Теперь я понимала, что все это осталось в прошлом. Что будет через пять-семь лет? Тогда в восемнадцать это казалось огромным сроком. Даже самый преданный парень не будет ждать столько. Да и хочу ли я этого? Чтобы он из года в год ездил ко мне и возил передачи? Чтобы видел в кого я превращаюсь на зоне? Мне казалось, что я обязательно должна буду превратиться в некрасивую и унылую бабу, которая говорит на жаргоне и плюет сквозь зубы. Друзья будут просто продолжать жить, заведут других друзей, создадут семьи, у них появятся дети, достижения. Что, интересно, думали друзья по поводу моего пленения? Поддержали маму или просто сделали вид: ничего не знаем и не ведаем, и помочь ничем не можем? По большому счету, наверное, помочь никто ничем и не мог, но хоть письмо передать? Черкануть пару слов? В такие вот моменты вырисовывается сущность всех взаимоотношений. Самая нелегкая задача поддерживать человека, от которого отворачивается общество и закон. Ведь правды, по сути, не знает никто, они могут только догадываться о том, что произошло на самом деле. Но только самые любящие люди скажут: «Мне плевать — что бы она ни сделала, я все равно буду с ней». Ну что ж, у меня были все шансы узнать цену дружбы.
Дальше мои невеселые мысли перекинулись на институт. Поступить туда было непросто. Знания никого не волновали, все решали деньги и знакомства. С грехом пополам мне удалось поступить на филологический факультет. Теперь из института отчислят, и вряд ли я поступлю туда снова. Дело даже не в том, что не смогу восстановиться, а, скорее всего, не захочу. Не найду в себе сил пройти все это заново. Другой институт даст мне иные знания, и как я буду чувствовать себя среди этих самоуверенных детей, считающих, что они знают все на свете?
Собака вырастет и не узнает меня. Из милого щенка превратиться в грозного пса, к которому и подойти будет страшно. Трехлетняя племянница, с которой я любила возиться, станет школьницей и удивленно посмотрит на незнакомую тетю.

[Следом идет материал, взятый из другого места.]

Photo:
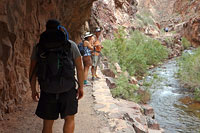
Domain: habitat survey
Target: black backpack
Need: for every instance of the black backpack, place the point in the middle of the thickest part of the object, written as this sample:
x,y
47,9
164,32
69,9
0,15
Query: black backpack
x,y
81,48
55,65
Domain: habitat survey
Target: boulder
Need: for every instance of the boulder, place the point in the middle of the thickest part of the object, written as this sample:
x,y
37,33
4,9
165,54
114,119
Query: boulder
x,y
152,124
148,110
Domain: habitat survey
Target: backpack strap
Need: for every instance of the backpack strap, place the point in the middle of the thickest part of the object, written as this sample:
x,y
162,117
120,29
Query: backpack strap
x,y
65,31
33,72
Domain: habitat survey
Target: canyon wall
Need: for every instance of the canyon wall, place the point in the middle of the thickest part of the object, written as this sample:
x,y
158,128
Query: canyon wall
x,y
112,14
190,14
21,22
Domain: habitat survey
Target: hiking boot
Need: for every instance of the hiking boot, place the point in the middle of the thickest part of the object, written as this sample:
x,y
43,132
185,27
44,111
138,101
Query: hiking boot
x,y
93,78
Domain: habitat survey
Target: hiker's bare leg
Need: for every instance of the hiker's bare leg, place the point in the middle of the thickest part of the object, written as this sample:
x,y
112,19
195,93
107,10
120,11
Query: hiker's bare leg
x,y
47,126
69,124
86,69
93,71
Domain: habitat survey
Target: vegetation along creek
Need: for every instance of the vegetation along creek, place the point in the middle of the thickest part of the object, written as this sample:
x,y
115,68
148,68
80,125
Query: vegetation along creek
x,y
174,109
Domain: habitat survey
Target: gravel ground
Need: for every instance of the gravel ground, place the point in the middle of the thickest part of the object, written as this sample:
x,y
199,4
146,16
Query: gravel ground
x,y
24,120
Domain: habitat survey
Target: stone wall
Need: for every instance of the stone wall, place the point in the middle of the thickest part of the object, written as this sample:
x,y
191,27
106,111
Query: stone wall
x,y
190,14
21,22
111,14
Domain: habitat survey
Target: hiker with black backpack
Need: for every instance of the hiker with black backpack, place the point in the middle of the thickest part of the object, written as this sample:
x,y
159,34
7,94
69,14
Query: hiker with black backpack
x,y
87,61
96,53
53,63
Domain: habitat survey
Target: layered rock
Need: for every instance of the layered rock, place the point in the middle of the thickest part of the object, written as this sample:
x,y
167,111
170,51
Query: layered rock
x,y
122,116
190,15
21,22
111,14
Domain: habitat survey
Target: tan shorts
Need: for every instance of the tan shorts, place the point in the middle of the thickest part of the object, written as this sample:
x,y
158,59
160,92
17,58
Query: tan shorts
x,y
87,61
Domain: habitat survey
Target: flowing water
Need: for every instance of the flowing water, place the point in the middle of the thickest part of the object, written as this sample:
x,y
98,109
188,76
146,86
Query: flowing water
x,y
173,115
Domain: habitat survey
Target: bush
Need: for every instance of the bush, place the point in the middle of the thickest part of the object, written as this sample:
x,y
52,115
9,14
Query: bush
x,y
135,54
189,71
186,44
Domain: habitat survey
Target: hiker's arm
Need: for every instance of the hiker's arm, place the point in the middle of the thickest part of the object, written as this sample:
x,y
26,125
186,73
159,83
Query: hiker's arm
x,y
35,94
89,45
80,75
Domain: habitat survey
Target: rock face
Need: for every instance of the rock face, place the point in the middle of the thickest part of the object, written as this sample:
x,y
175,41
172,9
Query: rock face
x,y
190,14
110,14
122,116
21,22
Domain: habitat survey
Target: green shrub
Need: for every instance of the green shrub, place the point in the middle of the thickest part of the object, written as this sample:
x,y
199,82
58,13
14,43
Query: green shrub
x,y
135,55
189,71
186,44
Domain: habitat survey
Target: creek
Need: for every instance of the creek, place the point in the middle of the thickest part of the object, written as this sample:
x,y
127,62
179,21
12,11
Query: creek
x,y
174,109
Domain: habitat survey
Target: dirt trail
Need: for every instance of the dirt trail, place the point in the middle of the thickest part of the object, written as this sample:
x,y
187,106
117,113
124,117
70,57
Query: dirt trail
x,y
24,120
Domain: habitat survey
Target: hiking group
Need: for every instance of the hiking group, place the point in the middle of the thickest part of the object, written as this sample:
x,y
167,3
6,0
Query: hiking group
x,y
90,49
54,62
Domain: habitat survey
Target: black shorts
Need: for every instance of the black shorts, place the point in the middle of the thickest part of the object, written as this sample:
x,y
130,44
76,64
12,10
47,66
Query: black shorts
x,y
51,105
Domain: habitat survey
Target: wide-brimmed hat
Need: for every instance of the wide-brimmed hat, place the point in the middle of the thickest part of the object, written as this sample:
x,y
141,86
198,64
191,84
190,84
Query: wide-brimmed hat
x,y
88,34
98,29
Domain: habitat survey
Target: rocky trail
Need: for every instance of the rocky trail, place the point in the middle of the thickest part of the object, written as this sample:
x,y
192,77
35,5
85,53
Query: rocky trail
x,y
98,112
24,120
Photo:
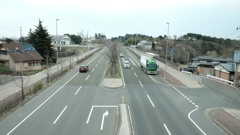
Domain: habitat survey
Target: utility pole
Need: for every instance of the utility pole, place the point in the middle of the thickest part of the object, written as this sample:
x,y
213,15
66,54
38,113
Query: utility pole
x,y
21,34
166,52
57,41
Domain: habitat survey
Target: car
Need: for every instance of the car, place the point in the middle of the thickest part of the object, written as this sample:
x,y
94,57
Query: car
x,y
126,64
83,68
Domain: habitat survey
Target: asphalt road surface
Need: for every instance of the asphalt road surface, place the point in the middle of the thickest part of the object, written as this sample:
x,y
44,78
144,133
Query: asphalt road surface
x,y
77,104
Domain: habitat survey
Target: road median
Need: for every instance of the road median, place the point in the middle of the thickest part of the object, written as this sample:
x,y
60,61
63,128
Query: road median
x,y
125,123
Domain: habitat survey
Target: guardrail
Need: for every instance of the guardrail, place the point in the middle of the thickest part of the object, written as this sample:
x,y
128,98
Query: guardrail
x,y
220,79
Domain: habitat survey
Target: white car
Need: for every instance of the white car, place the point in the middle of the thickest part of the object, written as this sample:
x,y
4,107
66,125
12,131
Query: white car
x,y
126,64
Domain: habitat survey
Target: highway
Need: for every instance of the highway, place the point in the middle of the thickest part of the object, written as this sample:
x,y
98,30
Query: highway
x,y
77,104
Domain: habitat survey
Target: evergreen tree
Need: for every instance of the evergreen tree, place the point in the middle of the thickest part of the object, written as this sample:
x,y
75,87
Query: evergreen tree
x,y
41,41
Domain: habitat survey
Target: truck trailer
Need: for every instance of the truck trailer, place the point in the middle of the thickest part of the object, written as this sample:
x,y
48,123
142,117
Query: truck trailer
x,y
148,63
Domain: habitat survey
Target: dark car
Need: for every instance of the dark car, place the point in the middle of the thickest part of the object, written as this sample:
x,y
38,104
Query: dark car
x,y
83,68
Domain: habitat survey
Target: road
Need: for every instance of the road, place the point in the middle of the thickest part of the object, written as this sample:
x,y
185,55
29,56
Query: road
x,y
78,105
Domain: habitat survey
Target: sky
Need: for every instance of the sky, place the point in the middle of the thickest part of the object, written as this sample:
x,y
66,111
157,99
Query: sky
x,y
215,18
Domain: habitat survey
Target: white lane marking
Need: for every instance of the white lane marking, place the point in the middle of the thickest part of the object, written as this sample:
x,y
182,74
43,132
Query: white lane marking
x,y
60,115
94,58
90,113
189,117
132,61
103,118
150,100
232,114
169,133
40,105
140,83
87,77
78,90
130,117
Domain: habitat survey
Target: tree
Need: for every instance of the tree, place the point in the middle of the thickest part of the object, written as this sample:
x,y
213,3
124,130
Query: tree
x,y
41,41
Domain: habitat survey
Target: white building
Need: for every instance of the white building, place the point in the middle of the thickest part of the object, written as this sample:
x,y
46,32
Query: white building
x,y
61,40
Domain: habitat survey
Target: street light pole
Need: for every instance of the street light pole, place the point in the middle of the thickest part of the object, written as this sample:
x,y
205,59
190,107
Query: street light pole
x,y
166,52
57,41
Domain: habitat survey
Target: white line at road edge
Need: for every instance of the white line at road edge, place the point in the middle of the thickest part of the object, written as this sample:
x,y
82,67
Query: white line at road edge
x,y
60,115
140,83
150,101
167,129
87,77
189,116
130,117
40,105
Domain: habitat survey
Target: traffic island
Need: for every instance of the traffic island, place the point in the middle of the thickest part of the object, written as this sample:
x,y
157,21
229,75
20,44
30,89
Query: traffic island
x,y
112,83
227,119
124,124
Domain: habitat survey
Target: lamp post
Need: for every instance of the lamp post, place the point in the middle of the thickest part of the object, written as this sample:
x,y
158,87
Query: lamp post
x,y
57,41
166,52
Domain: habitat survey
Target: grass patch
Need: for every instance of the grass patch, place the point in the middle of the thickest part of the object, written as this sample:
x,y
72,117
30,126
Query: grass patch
x,y
117,75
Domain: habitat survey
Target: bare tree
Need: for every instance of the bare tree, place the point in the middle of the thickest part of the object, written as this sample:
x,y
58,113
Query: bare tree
x,y
112,54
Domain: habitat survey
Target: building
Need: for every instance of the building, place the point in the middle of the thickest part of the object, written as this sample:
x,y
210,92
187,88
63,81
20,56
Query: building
x,y
20,57
204,65
228,69
61,40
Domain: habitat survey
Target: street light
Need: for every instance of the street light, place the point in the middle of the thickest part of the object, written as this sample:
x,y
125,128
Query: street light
x,y
166,51
57,42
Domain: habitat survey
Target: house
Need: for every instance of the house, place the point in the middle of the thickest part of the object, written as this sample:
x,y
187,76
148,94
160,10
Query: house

Теперь моим домом была камера с нестерпимым смрадом, который въедался в кожу и волосы, гадкая рваная постель заменила любовное ложе, друзьями стали женщины с поломанными жизнями. Глядя на них, я только и твердила себе: я не такая, я не такая. Хорошо, что здесь не было больших зеркал, а только маленькие карманные зеркальца, и увидеть себя со стороны во весь рост было невозможно. Этот вид наверняка поверг бы меня в уныние и заставил осознать собственную незавидную участь. Я представляла себя такой, какой запомнила последний раз дома, крутясь перед огромным зеркалом. Я всегда была худой и стройной, на высоких каблуках, в длинном пальто и элегантных перчатках. Я было такая. Пусть теперь я ходила в толстом бесформенном пуховике и грубых ботинках, я себя все равно не ощущала безобразной. А ведь мы именно те, кем себя ощущаем? Наверное. Интересно, кем ощущали себя все эти женщины, что окружали меня?
Смогу ли я остаться собой в этом хаосе? Не изменить своим жизненным принципам?
А на следующий день произошло сразу два очень важных события.
Глава 6
В те первые дни моего пребывания в заключении меня еще поражало то, что оказавшись там, ты как бы исчезал из жизни извне. Казалось, что о тебе забыли все и другой жизни просто не существует. Этот мир был настолько инороден, что свыкаясь с ним буквально за неделю, не помнишь, как может быть по-другому. Воспоминания о свободе, словно сон: он был, ты помнишь некие детали, но понимаешь, что это сон. Во сне может быть очень сладко, но реальность здесь и сейчас.
Если спуститься к окну на «второй этаж», то очень сильно изогнувшись, можно увидеть маленький кусочек неба и верхушку дерева. Эта нара у окна не была занята и оставалась свободной. Зимой ее использовали в качестве холодильника, складывая на нее продукты. Летом там можно было посидеть и подышать воздухом. Как только я немного осмелела и уже не боялась слезть к окну, я могла подолгу смотреть на виднеющееся дерево, на то, как ветер качает его крону. И это созерцание помогало мне не забыть, что где-то есть ветер и деревья.
Из раздумий меня выдернула грохнувшая дверь. За все то время, что я находилась в тюрьме, я так и не смогла привыкнуть к этому звуку. Каждый раз он заставлял вздрогнуть. Обратила внимание, что не только меня.
Видимо, ожидание вестей, любых — хороших или плохих, вызывало подобную реакцию.